Decades have passed since Wang Yanyu killed Dou Lingkan and the Wangs massacred the Dous in the first novel Datang Youxia Zhuan. Unknown to everyone, Dou Yuan, a member of the Dou family, had survived the massacre and spent the past several years training in martial arts with the aim of avenging his family. Upon revealing himself to the wulin (martial artists' community), Dou Yuan kills Wang Yanyu and her husband, Zhan Yuanxiu. Before dying, Wang Yanyu tells her son, Zhan Bocheng, to find Chu Sui, a former subordinate of her father Wang Botong. She also forbids him from seeking revenge on Dou Yuan and informing Tie Mole, the current chief of the wulin, about their deaths because Tie Mole was Dou Lingkan's godson and would find himself in a difficult position to deal with Dou Yuan.

Chu Sui favours Zhan Bocheng and wants to arrange for him to marry his granddaughter, Chu Baoling. However, Chu Baoling is already in love with Liu Mang, a young outlaw. Liu Mang and his father are planning to rob a treasure hoard left behind by Wang Botong. Chu Sui intervenes to stop Liu Mang, and both sides clash. Dou Yuan takes advantage of the conflict to seize the treasure. Chu Sui dies after sustaining serious injuries, while Zhan Bocheng is saved by Tie Mole's children. Tie Mole gains control of the treasure and uses it to support the outlaws on Golden Rooster Ridge.

Meanwhile, Dou Yuan wants to dominate the wulin so he allies himself with lowlifes, corrupt government officials, and foreign tribes. With backing from Uyghur nobles and a rebel leader Tian Chengsi, Dou Yuan tries to stir up conflict in the wulin.

Zhan Bocheng and Tie Mole's children run into trouble while escorting the treasure, but are saved by Hua Zongdai and his daughter. At the same time, the children of Nan Jiyun also join the fight against the villains. Dou Yuan makes bigger plans to gain control over the Yangtze River. Under the leadership of Kongkong'er, the young heroes battle against Dou Yuan and his allies and eventually defeat them.

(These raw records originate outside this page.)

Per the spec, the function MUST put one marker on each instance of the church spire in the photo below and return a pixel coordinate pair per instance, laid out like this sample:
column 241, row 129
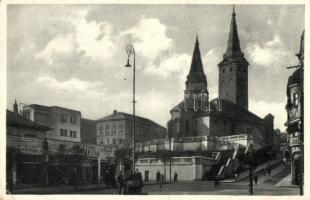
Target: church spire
column 196, row 65
column 233, row 45
column 196, row 73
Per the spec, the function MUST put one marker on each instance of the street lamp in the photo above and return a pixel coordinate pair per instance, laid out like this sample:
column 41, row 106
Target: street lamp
column 131, row 51
column 249, row 158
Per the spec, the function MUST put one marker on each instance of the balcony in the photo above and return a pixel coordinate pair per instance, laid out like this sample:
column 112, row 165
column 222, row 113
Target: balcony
column 293, row 115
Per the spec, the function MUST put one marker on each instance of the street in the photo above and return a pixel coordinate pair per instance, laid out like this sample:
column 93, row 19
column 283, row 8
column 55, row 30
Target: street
column 264, row 187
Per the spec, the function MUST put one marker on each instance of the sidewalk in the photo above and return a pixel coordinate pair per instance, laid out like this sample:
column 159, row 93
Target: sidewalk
column 63, row 189
column 59, row 189
column 260, row 168
column 286, row 182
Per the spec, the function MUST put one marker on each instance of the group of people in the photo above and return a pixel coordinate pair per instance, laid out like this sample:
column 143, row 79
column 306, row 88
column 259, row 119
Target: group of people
column 127, row 180
column 160, row 178
column 267, row 170
column 123, row 181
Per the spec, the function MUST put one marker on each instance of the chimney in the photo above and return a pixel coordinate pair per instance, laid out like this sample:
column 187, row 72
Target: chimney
column 15, row 107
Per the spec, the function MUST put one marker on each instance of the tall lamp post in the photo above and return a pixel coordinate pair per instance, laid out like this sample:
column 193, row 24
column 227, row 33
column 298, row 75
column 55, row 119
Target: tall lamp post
column 131, row 51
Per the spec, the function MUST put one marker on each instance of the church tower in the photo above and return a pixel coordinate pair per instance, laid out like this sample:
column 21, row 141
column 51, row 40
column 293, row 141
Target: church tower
column 233, row 70
column 196, row 79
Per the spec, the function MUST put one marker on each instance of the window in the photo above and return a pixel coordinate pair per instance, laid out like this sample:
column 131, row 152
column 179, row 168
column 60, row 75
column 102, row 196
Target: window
column 27, row 114
column 73, row 134
column 63, row 132
column 73, row 120
column 187, row 126
column 107, row 129
column 120, row 128
column 296, row 99
column 113, row 128
column 63, row 118
column 100, row 129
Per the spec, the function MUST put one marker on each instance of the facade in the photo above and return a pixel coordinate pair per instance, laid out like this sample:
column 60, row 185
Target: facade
column 294, row 108
column 227, row 115
column 88, row 131
column 206, row 136
column 65, row 123
column 35, row 158
column 23, row 160
column 116, row 129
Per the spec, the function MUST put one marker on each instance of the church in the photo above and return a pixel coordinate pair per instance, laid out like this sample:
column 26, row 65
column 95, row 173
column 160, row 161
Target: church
column 227, row 115
column 206, row 136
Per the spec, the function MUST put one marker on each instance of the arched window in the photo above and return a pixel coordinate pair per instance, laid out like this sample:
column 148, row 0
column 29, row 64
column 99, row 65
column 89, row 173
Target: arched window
column 187, row 126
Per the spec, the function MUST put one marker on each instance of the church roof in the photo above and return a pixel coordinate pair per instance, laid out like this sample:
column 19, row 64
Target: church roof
column 121, row 115
column 233, row 111
column 233, row 50
column 229, row 110
column 196, row 73
column 296, row 77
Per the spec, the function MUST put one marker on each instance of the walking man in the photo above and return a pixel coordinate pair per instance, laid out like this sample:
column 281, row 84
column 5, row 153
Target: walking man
column 255, row 179
column 175, row 178
column 139, row 175
column 162, row 178
column 158, row 177
column 120, row 182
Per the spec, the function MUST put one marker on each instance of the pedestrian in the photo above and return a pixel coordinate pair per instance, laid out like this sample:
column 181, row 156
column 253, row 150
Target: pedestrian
column 236, row 176
column 158, row 177
column 139, row 176
column 216, row 182
column 175, row 178
column 121, row 183
column 255, row 179
column 269, row 170
column 162, row 179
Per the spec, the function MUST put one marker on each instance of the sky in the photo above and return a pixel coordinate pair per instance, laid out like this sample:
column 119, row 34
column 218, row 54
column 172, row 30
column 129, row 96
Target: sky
column 74, row 55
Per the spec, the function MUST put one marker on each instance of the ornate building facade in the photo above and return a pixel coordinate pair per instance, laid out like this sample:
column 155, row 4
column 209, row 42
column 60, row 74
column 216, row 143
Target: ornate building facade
column 295, row 116
column 227, row 115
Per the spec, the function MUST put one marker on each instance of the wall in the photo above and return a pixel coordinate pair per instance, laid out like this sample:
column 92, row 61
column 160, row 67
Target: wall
column 50, row 116
column 55, row 134
column 187, row 168
column 107, row 137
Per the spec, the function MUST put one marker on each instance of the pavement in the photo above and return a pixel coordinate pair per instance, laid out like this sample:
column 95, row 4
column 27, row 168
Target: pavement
column 267, row 185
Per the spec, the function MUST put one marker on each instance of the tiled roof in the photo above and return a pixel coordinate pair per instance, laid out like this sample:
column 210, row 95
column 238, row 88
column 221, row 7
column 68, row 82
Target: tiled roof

Around the same time, they receive news that their ally, the Shituo Kingdom, is under attack by the Uyghurs, so they travel to the Shituo Kingdom and assist them in driving away the invaders. Dou Yuan and his Uyghur allies enlist the help of Sikong Tu and his men to fight the heroes. In the ensuing battle, the heroes defeat the villains; Dou Yuan is crippled by Zhan Bocheng and Chu Baoling, rendering him unable to his skills to commit evil again.